WASHINGTON — The nation’s most prominent phallic symbol got itself a “light job” this week.

Already covered in scaffolding for repairs, the Washington Monument was wrapped in blue, semitransparent cloth – very much like a condom – and lit by some 488 lamps. Patience is required: It takes several minutes for the lights, which illuminate gradually from top to bottom, to reach full power, but passersby would have to try hard not to notice the giant obelisk when it’s fully “on.”

Visiting from Spokane, Wash., tourist Greg Braun, 53, said he noticed the changes to the world’s tallest all-stone structure right away.

“Oh hey look – they covered that huge dick with lights,” Braun said Thursday. “I got wasted and did the same thing one Christmas, but if I recall the National Park Service was very much opposed to the idea at the time, not actively facilitating it.”

On Aug. 23, 2011, a magnitude 5.8 earthquake hit Louisa County, Va., and was felt as far north as New England. The quake did considerable damage to buildings up and down the East Coast, including the monument, which has been closed to the public since.
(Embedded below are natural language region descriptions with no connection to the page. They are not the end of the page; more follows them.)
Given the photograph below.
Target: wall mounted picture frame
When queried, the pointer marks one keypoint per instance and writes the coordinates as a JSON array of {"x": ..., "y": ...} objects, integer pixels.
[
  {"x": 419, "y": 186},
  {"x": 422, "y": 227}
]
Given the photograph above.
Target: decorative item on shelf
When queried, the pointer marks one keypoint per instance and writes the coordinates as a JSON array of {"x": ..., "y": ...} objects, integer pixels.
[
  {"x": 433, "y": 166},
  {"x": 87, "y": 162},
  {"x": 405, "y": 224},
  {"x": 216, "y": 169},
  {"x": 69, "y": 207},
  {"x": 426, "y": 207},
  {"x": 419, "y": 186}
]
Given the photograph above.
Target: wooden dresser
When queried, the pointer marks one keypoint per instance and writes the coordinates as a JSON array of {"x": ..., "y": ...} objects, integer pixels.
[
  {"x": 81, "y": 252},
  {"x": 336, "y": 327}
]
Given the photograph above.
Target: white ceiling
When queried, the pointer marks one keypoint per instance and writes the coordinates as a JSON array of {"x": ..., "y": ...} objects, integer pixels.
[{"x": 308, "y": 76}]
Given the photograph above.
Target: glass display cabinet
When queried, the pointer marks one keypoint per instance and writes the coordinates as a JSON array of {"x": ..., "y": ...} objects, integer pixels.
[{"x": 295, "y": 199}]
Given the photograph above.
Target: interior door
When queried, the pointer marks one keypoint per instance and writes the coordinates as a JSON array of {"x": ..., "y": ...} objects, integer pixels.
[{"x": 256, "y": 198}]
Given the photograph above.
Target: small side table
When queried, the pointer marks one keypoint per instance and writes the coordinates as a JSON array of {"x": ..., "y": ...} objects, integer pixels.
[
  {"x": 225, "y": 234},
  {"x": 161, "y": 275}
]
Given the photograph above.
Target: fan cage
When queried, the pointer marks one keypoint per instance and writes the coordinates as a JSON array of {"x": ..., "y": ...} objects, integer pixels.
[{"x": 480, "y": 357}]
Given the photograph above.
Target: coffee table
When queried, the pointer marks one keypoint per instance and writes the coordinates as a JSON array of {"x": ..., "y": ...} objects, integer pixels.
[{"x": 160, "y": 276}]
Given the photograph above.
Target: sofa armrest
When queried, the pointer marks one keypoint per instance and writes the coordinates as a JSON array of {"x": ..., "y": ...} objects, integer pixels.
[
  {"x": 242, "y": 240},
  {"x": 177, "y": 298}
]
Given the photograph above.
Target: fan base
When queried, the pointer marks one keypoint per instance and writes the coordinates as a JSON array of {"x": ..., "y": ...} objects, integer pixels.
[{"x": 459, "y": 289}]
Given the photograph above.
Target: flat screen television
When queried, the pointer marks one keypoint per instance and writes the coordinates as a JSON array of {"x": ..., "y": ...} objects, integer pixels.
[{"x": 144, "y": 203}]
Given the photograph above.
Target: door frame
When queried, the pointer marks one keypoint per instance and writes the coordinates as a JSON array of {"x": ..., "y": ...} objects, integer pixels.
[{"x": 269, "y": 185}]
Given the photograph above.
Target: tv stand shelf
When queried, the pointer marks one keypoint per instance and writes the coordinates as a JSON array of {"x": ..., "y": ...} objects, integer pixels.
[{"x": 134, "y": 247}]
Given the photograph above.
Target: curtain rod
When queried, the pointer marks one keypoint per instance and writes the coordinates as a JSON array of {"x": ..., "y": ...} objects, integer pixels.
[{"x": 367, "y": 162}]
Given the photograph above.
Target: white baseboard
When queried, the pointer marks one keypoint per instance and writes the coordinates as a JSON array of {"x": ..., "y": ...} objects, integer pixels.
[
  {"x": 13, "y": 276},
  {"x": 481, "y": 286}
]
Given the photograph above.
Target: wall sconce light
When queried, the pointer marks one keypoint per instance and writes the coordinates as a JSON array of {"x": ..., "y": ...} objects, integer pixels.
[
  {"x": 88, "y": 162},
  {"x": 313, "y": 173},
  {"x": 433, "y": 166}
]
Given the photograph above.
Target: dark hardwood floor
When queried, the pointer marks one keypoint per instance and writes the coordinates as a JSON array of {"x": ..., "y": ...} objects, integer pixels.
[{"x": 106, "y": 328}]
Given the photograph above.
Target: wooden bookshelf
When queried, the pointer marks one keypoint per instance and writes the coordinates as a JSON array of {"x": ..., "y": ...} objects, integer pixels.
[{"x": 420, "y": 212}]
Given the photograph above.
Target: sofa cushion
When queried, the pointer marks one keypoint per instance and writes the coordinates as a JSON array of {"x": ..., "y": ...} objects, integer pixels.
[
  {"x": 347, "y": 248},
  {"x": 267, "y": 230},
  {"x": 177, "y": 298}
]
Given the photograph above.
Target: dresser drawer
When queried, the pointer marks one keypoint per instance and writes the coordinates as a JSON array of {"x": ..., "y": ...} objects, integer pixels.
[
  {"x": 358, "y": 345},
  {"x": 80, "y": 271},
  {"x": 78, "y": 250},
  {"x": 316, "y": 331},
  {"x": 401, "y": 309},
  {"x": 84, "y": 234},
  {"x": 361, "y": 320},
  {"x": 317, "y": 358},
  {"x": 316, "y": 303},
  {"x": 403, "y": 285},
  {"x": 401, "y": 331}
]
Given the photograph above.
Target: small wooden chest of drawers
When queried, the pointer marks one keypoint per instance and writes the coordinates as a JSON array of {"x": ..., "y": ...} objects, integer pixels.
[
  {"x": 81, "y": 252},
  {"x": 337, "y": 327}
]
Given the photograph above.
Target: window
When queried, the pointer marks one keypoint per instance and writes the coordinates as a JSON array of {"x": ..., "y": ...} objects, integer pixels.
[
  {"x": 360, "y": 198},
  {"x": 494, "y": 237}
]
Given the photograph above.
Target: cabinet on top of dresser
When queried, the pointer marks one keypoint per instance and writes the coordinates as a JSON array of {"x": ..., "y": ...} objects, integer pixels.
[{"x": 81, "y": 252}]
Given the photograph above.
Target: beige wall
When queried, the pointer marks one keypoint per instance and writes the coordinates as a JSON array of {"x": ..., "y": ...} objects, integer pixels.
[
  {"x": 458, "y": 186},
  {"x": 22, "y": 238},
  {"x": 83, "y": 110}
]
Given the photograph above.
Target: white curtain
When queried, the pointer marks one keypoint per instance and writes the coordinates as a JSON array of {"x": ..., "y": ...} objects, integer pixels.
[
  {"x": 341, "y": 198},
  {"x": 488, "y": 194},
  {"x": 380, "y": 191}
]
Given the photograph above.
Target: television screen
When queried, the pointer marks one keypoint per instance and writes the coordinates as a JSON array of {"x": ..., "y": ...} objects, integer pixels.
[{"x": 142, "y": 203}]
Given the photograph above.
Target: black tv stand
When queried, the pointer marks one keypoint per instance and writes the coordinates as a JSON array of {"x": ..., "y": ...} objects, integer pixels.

National Mall Superintendent Bob Vogel said he understands D.C. tourists want to “ride Mr. Washington,” but he hopes they “won’t feel it’s a tease” to get a light show instead.

“We know that our visitors are disappointed that they can’t actually go up in the monument,” Vogel told the Associated Press. “So, we hope that this will make up for it just a little.”

While Vogel concedes that the blue fabric on the massive, marble phallus is “a little condom-y,” he said that he’s always viewed the monument as more of a smooth, thrusting symbol of American might and Manifest Destiny dominance, and less of a cock.

“So it’s got a glow-in-the-dark condom now? I don’t really get it,” Vogel said. “Or maybe it’s a penis, but really the penis of one of those things from ‘Pacific Rim.’ ”

Activated by light sensors, the 488 lamps come on at dusk and fade away at dawn – ironically when many of the monument’s smaller counterparts are nearing their peak.